Sunday, April 02, 2006 > it suddenly dawned on me...
that i am flawed.
no, i know from the start that i am flawed, but not this FLAWED.
Humans are never perfect, but we sought perfection.
that is 1 of our duty in living.
to live in a building-perfection world.
it's because we dun have, that's why we wished and hoped for it.
yet, we can never accomplished it.
1 moment, we find the cure of a disease, the next second another deadly virus runs rampaging around.

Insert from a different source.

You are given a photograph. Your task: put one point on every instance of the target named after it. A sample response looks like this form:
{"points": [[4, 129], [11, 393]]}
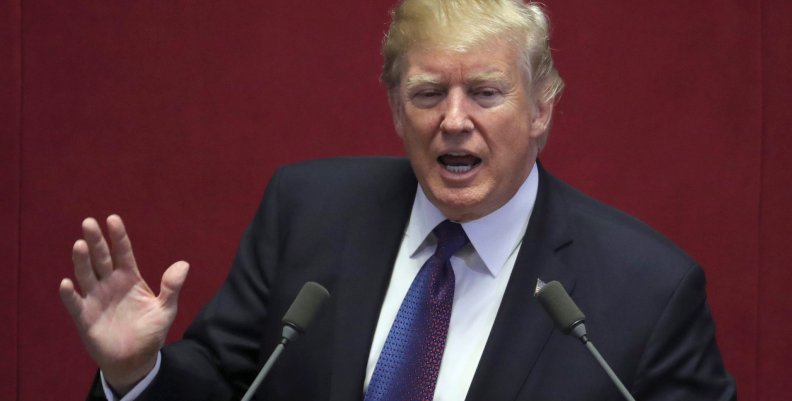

when can we ever reach the ultimate peace?
never
i suppose
i am flawed, in a very bad way
in a way that i can never be saved
i cannot interact with people i have lost touch with
there's no connection anywhere
even now, i couldnt find a connection with ppl already around me
i am a failure
in living
as human
the sad truth
is always depressing and upset
and through this,
i can have my way of consoling myself
the pathetic me
i dun need anyone to console me
because if they did
they will only hurt my pride
my ego
is the thing that keeps me drived
i am dependent on it
without it
i am as good as dead
dun
dun...
dun ever hurt my pride
Humiliation is something that i learned my lessons from
but i hate that feeling
i like to run away
and never face the problem
it's the only way i can live
I am FLAWED
and leave me alone
in my imperfect world
a world where i sought my ego and self-assurance.